Geschiedenis

De oudste bekende schriftelijke vermelding van Kalfort dateert van 1155. Het gehucht Kalfort ontstond aan een voorde over de Molenbeek. De bewoning vestigde zich aan die zijde van de beek, waar de gronden hoger lagen en de baan splitste in een tak naar Ruisbroek langs Coolhem en een tak naar Mechelen. Aan de overzijde van de Molenbeek lag een brede strook moerassen, die tot in de 19de eeuw geen bewoning toeliet.

Op de plaats waar Kalfort ontstond, werden al snel gebouwen opgetrokken die het kloppend hart van de gemeenschap vormden. Van in de veertiende eeuw stond er een kapel en een klooster. De kapel werd in de negentiende eeuw vervangen door een nieuwe kerk, die in 1979 op haar beurt werd vervangen. Het oude klooster werd grotendeels vernield. De resten werden achtereenvolgens omgevormd tot woning van de kapelaan, gendarmerie, magazijn, kostershuis en parochiezaal. In deze parochiezaal is het gemeenschapsleven al bijna een eeuw lang thuis is.

Achter de kerk werd onder impuls van pastoor Georges Boey een Rozenkranstuin aangelegd. Langsheen de Leopold Van Kerckhovenstraat – voorheen Kapelanijstraat geheten – stond de woning van de kapelaan. In latere jaren werden hier nog andere woningen opgetrokken.
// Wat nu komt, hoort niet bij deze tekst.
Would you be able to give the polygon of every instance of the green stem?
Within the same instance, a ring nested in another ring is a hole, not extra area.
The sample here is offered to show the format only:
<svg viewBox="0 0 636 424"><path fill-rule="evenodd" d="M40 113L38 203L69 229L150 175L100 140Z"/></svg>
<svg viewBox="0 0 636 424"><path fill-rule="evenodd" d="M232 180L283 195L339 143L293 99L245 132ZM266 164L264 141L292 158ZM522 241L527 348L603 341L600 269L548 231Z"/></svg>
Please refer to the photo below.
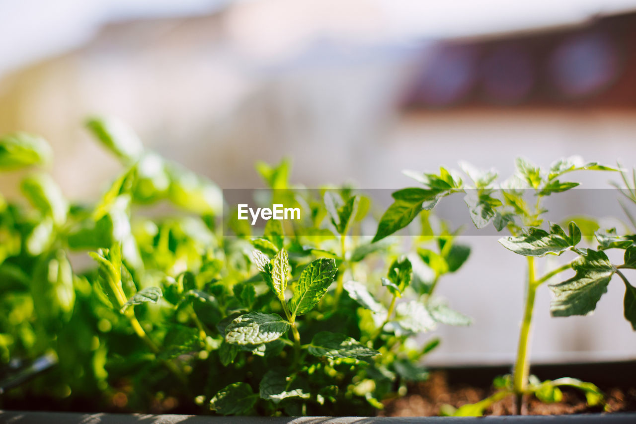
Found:
<svg viewBox="0 0 636 424"><path fill-rule="evenodd" d="M556 269L554 269L554 270L550 271L548 274L545 274L544 276L543 276L543 277L541 277L541 278L539 278L539 279L537 279L536 281L536 285L538 286L538 285L541 285L541 284L542 284L543 283L545 283L548 279L550 279L552 277L555 276L557 274L562 272L564 271L570 269L570 268L572 268L572 264L571 263L568 263L568 264L565 264L565 265L562 265L560 266L558 268L556 268Z"/></svg>
<svg viewBox="0 0 636 424"><path fill-rule="evenodd" d="M345 266L347 262L347 260L345 258L347 253L347 248L345 245L345 234L340 235L340 253L342 255L342 264L340 265L340 269L338 270L338 279L336 281L336 293L334 295L333 299L334 311L336 310L338 304L340 302L340 296L342 295L342 291L344 289L344 281L343 280L345 278Z"/></svg>
<svg viewBox="0 0 636 424"><path fill-rule="evenodd" d="M528 385L530 373L530 333L532 323L532 309L537 282L534 277L534 258L528 257L528 281L526 286L525 307L519 333L519 345L513 376L513 390L516 395L516 414L522 413L523 397Z"/></svg>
Dit wordt de plek waar het nieuwe dorpshuis zal worden gebouwd.

De nieuwe dorpskern van Kalfort bouwt voort op de historisch gegroeide site en bestaat uit vier elementen: brasserie Vrededaal, de kerk en een nieuw dorpshuis Kalfort, dit alles te midden van een park, met ruimte voor bezinning en gezellig samenzijn.